厚底瓶の中だけが世界の全てとなった今では、この水の粒は意味を一つしか持ちません。
先程眠ったばかりだというのに、もう朝になったのでしょうか。
「おい」
不遜な声と明るい光。
朝特有の現象が二つ。
「(ああ、朝です)」
蜘蛛には瞼がありませんから、頭の中のスイッチが切り替わるだけなのですけれど。
そのスイッチがこちん、と切り替わった音が、頭の中で響ました。
龍之介の声と朝日。
その二つがなかったら、私は起きることができなくなってしまったのでしょうか。
「喰ったならば、そこの柱に退いていろ」
そう言って瓶の底へ降ってきたのは、…口にするのも憚られるように無残な姿をした、羽虫どもでございました。

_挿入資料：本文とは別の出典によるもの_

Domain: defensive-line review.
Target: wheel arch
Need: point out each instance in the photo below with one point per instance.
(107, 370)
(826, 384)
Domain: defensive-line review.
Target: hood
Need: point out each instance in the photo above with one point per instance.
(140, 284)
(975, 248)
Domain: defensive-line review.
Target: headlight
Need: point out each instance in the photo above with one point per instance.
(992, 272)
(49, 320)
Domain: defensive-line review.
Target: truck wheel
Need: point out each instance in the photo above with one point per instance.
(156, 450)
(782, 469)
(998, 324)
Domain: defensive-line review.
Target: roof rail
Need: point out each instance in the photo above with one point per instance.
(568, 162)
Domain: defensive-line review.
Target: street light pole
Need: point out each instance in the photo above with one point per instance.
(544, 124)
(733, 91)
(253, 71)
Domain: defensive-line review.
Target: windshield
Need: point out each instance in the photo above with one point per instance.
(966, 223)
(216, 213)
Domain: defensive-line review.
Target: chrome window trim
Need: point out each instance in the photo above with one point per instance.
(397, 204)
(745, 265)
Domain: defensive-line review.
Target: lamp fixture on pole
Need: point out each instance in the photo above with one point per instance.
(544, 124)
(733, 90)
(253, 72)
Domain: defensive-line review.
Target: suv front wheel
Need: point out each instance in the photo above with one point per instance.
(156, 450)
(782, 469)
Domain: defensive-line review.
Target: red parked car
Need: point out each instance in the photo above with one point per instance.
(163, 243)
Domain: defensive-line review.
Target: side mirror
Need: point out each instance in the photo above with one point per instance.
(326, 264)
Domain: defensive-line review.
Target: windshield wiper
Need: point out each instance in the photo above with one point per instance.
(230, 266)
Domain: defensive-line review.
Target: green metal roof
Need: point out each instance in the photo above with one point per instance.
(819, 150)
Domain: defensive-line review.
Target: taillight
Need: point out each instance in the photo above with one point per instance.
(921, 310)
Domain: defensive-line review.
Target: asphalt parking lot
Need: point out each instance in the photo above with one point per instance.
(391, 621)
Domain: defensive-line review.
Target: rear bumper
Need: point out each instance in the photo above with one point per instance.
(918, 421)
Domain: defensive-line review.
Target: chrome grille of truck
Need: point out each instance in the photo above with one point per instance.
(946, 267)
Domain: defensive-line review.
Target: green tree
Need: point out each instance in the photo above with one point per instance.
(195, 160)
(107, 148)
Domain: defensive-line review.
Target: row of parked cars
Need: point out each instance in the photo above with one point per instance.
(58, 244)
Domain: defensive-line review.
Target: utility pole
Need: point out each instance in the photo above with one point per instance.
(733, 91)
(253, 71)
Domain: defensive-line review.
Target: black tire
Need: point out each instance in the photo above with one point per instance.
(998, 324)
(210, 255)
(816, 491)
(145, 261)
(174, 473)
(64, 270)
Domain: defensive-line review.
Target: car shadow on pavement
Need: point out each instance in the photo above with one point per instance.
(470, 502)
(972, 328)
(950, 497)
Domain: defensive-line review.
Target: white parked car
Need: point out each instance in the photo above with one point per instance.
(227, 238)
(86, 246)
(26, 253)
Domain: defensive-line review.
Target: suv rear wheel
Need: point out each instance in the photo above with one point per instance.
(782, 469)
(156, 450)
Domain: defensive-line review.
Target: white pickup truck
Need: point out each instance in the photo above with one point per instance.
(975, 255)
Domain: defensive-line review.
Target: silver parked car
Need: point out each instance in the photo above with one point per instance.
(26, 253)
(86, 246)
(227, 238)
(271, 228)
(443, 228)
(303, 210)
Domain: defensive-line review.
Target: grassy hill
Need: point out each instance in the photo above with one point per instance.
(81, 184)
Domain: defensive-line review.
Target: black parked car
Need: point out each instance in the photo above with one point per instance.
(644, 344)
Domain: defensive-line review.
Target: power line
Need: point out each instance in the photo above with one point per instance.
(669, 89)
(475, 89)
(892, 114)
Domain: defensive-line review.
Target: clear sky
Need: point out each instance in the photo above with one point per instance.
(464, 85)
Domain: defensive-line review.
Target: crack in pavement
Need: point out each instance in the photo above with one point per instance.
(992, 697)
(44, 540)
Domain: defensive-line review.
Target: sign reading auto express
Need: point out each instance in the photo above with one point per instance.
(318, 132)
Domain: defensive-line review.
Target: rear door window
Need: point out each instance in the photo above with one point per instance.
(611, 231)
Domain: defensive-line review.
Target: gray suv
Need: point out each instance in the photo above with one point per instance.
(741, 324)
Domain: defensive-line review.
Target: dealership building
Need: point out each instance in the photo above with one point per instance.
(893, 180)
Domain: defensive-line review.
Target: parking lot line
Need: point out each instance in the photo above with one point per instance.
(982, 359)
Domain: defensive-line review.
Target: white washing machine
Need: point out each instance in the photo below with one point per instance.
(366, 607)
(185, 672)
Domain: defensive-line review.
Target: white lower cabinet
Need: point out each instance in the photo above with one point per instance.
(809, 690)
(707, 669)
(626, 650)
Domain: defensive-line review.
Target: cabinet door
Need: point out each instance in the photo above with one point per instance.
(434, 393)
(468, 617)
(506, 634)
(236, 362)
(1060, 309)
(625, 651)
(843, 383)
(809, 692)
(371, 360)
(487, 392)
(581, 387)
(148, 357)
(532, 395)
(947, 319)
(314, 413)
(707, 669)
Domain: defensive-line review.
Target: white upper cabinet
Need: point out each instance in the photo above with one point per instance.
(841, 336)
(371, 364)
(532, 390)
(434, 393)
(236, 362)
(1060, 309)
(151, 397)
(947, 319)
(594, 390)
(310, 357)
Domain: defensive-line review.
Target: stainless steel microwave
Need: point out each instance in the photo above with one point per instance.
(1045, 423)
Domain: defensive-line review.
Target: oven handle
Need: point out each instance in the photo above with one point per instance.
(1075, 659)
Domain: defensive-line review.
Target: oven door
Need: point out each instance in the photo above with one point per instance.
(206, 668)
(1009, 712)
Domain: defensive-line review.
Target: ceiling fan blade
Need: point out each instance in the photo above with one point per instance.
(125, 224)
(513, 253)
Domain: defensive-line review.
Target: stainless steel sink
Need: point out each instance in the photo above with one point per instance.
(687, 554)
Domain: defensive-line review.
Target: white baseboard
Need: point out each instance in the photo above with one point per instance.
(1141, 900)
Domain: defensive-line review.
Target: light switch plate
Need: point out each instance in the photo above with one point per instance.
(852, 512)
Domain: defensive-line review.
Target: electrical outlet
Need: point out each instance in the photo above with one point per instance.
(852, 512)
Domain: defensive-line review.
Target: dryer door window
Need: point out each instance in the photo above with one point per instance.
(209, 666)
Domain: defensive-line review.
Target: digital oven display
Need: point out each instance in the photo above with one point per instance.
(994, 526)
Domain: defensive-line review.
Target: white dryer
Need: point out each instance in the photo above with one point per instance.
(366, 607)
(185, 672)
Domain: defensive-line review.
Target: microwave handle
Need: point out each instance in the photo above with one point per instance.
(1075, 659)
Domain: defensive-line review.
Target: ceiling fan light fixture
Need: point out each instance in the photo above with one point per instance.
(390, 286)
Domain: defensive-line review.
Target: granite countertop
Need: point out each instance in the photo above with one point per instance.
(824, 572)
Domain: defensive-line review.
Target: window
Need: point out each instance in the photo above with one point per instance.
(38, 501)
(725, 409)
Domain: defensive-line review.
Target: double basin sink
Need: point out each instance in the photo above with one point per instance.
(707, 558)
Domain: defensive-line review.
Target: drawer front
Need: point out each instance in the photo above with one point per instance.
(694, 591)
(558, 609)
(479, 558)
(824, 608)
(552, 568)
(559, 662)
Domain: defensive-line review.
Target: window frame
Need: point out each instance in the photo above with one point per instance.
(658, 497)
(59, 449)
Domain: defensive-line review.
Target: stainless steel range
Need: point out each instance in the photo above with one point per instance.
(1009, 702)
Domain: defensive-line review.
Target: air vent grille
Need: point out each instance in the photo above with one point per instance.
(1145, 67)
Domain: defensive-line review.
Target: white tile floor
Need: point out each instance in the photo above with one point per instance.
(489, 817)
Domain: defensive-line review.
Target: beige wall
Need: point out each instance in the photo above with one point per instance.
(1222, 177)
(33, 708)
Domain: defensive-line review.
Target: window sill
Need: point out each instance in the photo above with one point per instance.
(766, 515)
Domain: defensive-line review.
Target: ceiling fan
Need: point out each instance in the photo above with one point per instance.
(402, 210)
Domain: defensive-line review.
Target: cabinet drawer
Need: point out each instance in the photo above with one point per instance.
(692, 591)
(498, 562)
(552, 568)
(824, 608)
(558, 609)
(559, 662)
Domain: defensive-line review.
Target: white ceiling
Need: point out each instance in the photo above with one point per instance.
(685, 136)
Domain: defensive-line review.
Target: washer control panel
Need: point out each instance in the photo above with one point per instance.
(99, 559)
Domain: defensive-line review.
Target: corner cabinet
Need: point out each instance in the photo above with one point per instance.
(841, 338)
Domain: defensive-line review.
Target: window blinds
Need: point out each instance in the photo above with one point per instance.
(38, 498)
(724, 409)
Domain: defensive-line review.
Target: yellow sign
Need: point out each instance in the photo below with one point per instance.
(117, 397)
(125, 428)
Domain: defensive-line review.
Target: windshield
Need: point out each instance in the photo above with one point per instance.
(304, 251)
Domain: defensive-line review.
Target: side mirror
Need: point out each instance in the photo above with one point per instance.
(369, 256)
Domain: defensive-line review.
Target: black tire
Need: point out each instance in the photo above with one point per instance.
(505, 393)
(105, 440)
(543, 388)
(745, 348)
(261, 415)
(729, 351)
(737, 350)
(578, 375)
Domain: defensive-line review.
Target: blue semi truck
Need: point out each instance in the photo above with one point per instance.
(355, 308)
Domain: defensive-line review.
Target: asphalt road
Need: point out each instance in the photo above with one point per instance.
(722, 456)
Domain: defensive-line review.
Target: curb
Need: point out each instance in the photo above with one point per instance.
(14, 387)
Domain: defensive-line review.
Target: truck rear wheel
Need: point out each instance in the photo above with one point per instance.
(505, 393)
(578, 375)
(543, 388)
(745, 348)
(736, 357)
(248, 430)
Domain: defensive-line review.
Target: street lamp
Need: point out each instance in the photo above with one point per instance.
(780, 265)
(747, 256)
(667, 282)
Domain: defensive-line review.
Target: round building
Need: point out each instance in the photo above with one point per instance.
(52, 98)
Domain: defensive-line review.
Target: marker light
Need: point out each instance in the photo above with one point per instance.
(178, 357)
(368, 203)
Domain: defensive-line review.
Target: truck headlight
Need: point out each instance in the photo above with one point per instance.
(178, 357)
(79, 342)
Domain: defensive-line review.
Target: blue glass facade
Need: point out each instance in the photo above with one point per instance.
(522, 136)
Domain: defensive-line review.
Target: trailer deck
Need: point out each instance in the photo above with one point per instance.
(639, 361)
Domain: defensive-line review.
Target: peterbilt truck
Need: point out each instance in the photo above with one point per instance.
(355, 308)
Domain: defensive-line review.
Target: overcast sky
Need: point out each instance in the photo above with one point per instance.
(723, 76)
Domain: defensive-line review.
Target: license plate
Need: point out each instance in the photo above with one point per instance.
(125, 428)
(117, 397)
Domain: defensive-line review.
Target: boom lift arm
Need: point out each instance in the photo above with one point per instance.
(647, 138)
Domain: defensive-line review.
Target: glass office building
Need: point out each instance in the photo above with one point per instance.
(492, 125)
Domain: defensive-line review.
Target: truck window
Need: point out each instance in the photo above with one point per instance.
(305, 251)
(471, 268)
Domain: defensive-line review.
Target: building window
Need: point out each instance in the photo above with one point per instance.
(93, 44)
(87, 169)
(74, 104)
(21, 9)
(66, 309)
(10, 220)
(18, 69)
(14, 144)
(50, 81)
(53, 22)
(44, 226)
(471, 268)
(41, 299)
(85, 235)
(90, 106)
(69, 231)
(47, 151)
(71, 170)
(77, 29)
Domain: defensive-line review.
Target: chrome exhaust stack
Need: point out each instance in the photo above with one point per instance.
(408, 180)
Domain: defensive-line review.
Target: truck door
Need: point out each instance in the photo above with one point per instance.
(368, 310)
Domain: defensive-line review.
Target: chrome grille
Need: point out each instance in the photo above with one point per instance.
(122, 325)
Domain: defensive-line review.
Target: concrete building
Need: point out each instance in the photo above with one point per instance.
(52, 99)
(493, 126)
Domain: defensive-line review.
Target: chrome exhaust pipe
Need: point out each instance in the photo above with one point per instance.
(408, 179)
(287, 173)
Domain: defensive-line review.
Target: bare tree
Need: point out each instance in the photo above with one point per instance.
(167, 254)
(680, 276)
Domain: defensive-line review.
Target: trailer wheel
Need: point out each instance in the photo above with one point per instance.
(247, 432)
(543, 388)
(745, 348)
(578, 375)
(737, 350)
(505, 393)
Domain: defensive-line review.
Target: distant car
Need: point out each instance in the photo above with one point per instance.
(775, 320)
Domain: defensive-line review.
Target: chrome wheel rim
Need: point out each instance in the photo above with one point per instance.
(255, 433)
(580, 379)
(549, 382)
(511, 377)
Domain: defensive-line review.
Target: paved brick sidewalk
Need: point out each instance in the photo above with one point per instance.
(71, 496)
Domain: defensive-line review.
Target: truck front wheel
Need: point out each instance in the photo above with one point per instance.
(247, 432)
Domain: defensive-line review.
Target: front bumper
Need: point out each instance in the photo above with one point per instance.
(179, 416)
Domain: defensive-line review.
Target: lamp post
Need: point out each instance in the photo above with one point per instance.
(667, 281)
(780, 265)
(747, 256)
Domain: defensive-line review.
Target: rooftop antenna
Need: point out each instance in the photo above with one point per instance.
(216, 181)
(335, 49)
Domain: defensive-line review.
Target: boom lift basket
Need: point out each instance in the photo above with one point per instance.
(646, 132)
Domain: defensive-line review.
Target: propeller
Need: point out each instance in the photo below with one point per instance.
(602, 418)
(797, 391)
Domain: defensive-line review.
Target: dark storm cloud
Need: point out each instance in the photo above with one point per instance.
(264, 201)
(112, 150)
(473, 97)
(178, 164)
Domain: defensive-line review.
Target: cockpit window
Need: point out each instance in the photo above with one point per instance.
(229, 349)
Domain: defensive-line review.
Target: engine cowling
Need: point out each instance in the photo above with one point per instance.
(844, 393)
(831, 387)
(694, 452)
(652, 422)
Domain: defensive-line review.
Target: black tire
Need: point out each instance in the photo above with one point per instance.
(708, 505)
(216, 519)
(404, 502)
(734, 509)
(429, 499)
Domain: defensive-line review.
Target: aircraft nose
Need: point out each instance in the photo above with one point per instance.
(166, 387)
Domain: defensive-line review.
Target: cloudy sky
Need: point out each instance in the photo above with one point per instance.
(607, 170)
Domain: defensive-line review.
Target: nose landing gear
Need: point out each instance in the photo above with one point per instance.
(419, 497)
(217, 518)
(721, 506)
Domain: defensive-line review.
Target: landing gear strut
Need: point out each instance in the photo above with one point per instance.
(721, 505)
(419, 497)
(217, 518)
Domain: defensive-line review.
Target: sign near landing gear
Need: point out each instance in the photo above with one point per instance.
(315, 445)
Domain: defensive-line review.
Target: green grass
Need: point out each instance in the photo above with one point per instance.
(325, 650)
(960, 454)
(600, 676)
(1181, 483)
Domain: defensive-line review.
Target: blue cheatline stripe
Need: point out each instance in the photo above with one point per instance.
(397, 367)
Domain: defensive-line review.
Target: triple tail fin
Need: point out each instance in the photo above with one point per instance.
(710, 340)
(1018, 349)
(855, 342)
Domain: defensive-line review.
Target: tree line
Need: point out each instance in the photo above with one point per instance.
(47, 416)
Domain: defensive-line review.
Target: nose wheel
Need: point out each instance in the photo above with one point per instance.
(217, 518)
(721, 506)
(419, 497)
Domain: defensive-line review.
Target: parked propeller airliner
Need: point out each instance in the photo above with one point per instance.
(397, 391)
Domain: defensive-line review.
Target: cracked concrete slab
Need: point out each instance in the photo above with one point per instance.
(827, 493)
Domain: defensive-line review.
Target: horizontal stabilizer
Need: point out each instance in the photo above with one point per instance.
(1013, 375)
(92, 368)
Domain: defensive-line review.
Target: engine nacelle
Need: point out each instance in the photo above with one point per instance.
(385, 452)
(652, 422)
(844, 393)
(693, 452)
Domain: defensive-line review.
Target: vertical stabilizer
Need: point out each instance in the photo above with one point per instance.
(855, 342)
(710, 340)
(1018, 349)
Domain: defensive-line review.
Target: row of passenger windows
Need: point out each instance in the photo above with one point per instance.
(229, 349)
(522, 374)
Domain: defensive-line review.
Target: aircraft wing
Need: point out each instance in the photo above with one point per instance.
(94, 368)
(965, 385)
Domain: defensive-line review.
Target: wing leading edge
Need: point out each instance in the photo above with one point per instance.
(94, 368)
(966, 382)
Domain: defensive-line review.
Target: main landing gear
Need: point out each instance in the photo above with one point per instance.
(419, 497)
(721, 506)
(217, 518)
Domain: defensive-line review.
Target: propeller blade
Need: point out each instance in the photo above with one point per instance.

これらは皆 蜘蛛の私が腹を満たすのに好んで食べる、哀れな虫けらでございます。
本当にギリギリ、生き餌の体を保っていますが、捉える時に捥がれた脚が 粉のようになっているばかりか
破れた腹からいくつも青い内臓が覗いております。
こんな劣悪な環境で育った虫ですから、もちろんロクなものを食べてはおりません。
彼らの口にしたものに取り憑いていた、より細やかな蟲が、彼らのハラワタを食い破ってうようよと蠢いておりました。
途端、私の中に眠る野生が音を立てて切り替わりました。
目の前に覗くハラワタが、極上の肉塊以外に何も見えなくなりまして、
――――それからのことを語るのは、自重致します。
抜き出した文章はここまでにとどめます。